The paratroop was landing behind us, and we pushed the Germans on out of there. What that little old bag of sand had to do with it, I don't know, but it might have helped a little. Anyway, I told that story.

And I had a long talk—I've still got the script, what I was supposed to say, and all. I told Burgess Meredith, "Say, there's a lot of stuff in here about me that I didn't do. There's too much stuff in here; I didn't do all this." And he said, "What you don't want to say, you mark it out." So I got that script down, and I went through it. Things I didn't want to have to say, and didn't want to do—that I didn't do—I marked it out.

Mike Sweeney: Was this script for radio, or was this just for inside the building where the press club was?

Riley Tidwell: Well, it was in there at the press club, but they were doing it on radio. And we had a big dinner there. And I met Governor Lee O'Daniel—I mean Senator Lee O'Daniel, who used to be the governor of Texas. "Pappy" O'Daniel.
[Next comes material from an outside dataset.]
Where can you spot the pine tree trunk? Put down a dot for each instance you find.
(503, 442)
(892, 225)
We were in line, kind of an L-shaped line, to get something to eat. And a lady behind me, you know, real nice-looking lady, but an older lady, she said, "You Riley Tidwell?" And I said, "Yes, ma'am." And she said, "How's it feel to become a hero overnight?" And I said, "Ma’am, I don't know what you're talking about." And she said, "Well, I know more about you than you know about yourself." And, uh, then she introduced herself. She said, "I'm Lady Halifax from Great Britain." I didn't know Lady Halifax from Waxahachie. Much less Great Britain. Anyway, Lord Halifax and Lady Halifax were there, and a lot of the big shots in Washington were there. So, it was quite a deal. . . .

I went back to New York. They interviewed me there. They wanted me to go on the radio. The Army had a deal in radio—what'd they call, Armed Forces Radio?

Mike Sweeney: Right.

Riley Tidwell: The Army wanted me to join that, but I didn't want it. I could have told them that. They said, "Well, what would you like to do?" And I said, "Well, if I had enough points, I'd like to get out of the Army." My points were all overseas. I didn't even know how many I had. But anyhow, I went back to . . . Fort Dix, and it wasn't any time after I went back to Fort Dix that they sent me to San Antonio to be discharged.

I was back home just three or four days, when I got this notice to report to Dallas, to the Adolphus Hotel. And I went to the Adolphus, and who was there but Robert Mitchum. He played the [Waskow role] in the movie. And he and I had one of the greatest weeks that anybody could ever have, I guess. He and I traveled all over Texas. One of the nicest guys you could ever want to meet. We had one great time.